Many people think artwork approvals are only done once, and when you get that reorder it’s just yelling down the aisle like you’re working in a diner. But what if, your customer referred to a another “Previous Order”? This could be become rather costly. In this article we explain why you always need to reapprove the art, and how Teesom makes that simple and easy to do.
In the early years of when my sister and I had our embroidery business, we did not do such a great job on getting art approved. The majority of the time I would do the digitized file and then a sew out to get the job.
We learned very quickly the reasons not to do art upfront, but we had to learn the hard way how important saving the art information for repeat jobs were.
I had digitized this great design with like 5 colors and the customer loved the shirts we did. So much so that he wanted to repeat the shirts. Problem was, I never wrote down the colors I used to run production with nor did I log any of the info about backing, the needle I used etc. Ugh, we had to ask our customer to bring in one of the shirts to compare the thread colors to, so that we could run it again. Thankfully, he was a super nice friend but that kind of made it more embarrassing for me.
No doubt, creating artwork approvals are necessary
The second lesson we learned right away was to always give the customer a proof. No matter what! We had a customer that had approved their logo once, and we just kept repeating it for them.
Then one day they called and said, “you put the wrong website on our logo”. What?!?!?! This was the design that we had done a hundred times before!
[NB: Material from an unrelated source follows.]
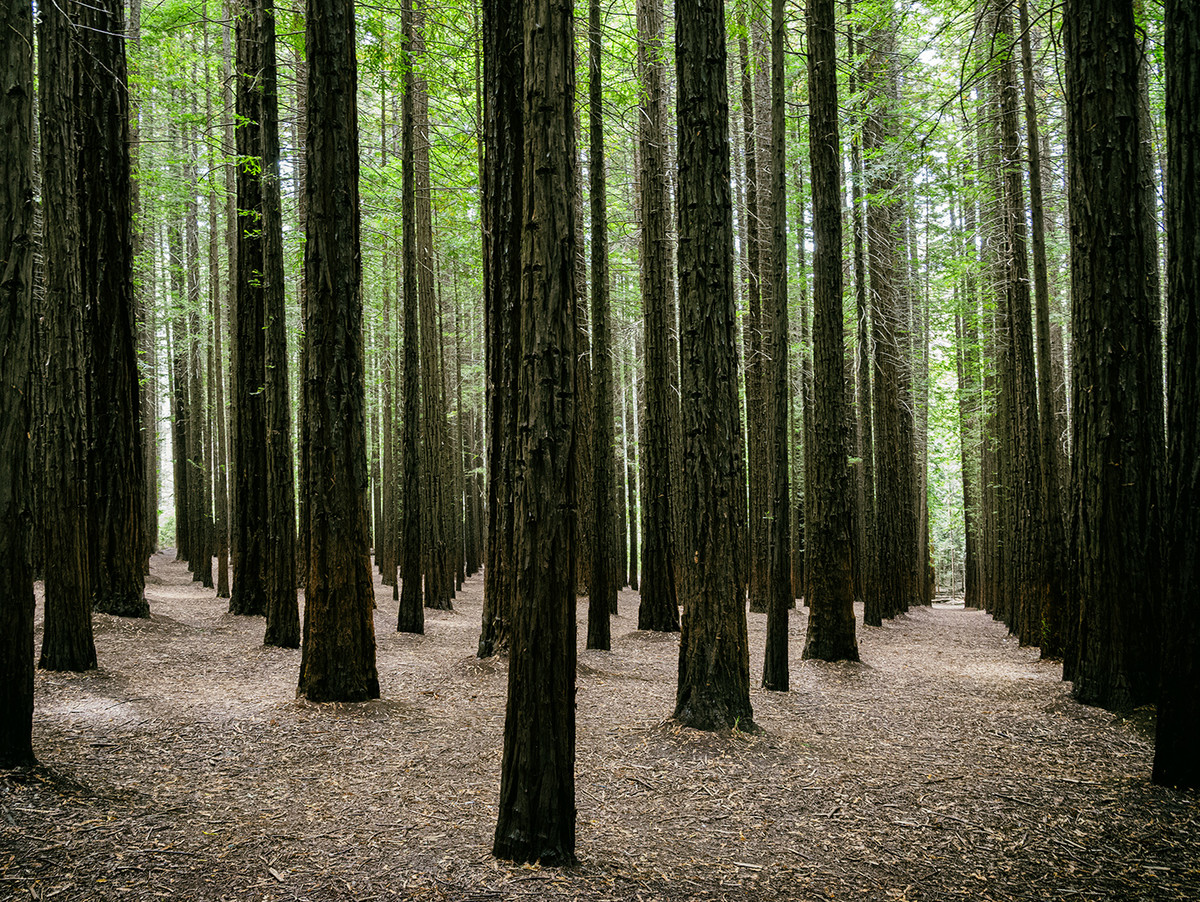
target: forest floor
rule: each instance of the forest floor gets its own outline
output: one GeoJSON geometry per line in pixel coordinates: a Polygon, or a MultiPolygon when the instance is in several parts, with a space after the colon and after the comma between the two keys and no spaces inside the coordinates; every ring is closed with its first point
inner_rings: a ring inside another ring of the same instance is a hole
{"type": "Polygon", "coordinates": [[[0,898],[1200,898],[1200,802],[1151,784],[1144,723],[953,603],[859,626],[860,665],[802,662],[793,612],[792,691],[714,735],[667,720],[678,637],[638,632],[622,593],[613,650],[578,636],[580,864],[497,861],[482,581],[425,636],[376,589],[383,697],[310,704],[299,651],[156,555],[150,619],[95,617],[98,671],[37,673],[41,763],[0,774],[0,898]]]}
How could this happen?!?! The owner Rob said, “We sent an email out to all our vendors announcing our new website last month. We figured you would update the design knowing our website was part of our logo.” In my head I thought, “Sorry, Rob, I’m just not that into you.” Nonetheless, we ended up having to compromise with them and split the difference on the order.
I was not even going to attempt the stitch eraser on a polo, although my sister (the money person) did suggest it. It was then, that it became a policy to always show, at minimum, a paper proof of what the design would look like and get whoever placed the order to approve what we were putting on the apparel items.
The moral of the story is that even though you repeat a design many many times, there will come a time when it’s not going to be right, and even though your customer will get annoyed approving it, one day he will thank you for showing him the proof.
Now, if you do decide to repeat orders without showing a customer a proof, I would advise you to have them sign a “hold harmless” up front that says something to the effect of “we agree to allow ABC Company to repeat orders without an approval and hold them harmless should they repeat art on an order that has an incorrect logo on it.” This really gets them thinking and it makes the decision theirs not yours.
Remember, you really are not saving time by not getting an approval, if the order is done wrong, it’s done wrong. There goes the 4 minutes you saved.
When you just make it a policy, that this is what we do, your customer will come to appreciate your diligence and he’ll be able to confidently recommend you to others.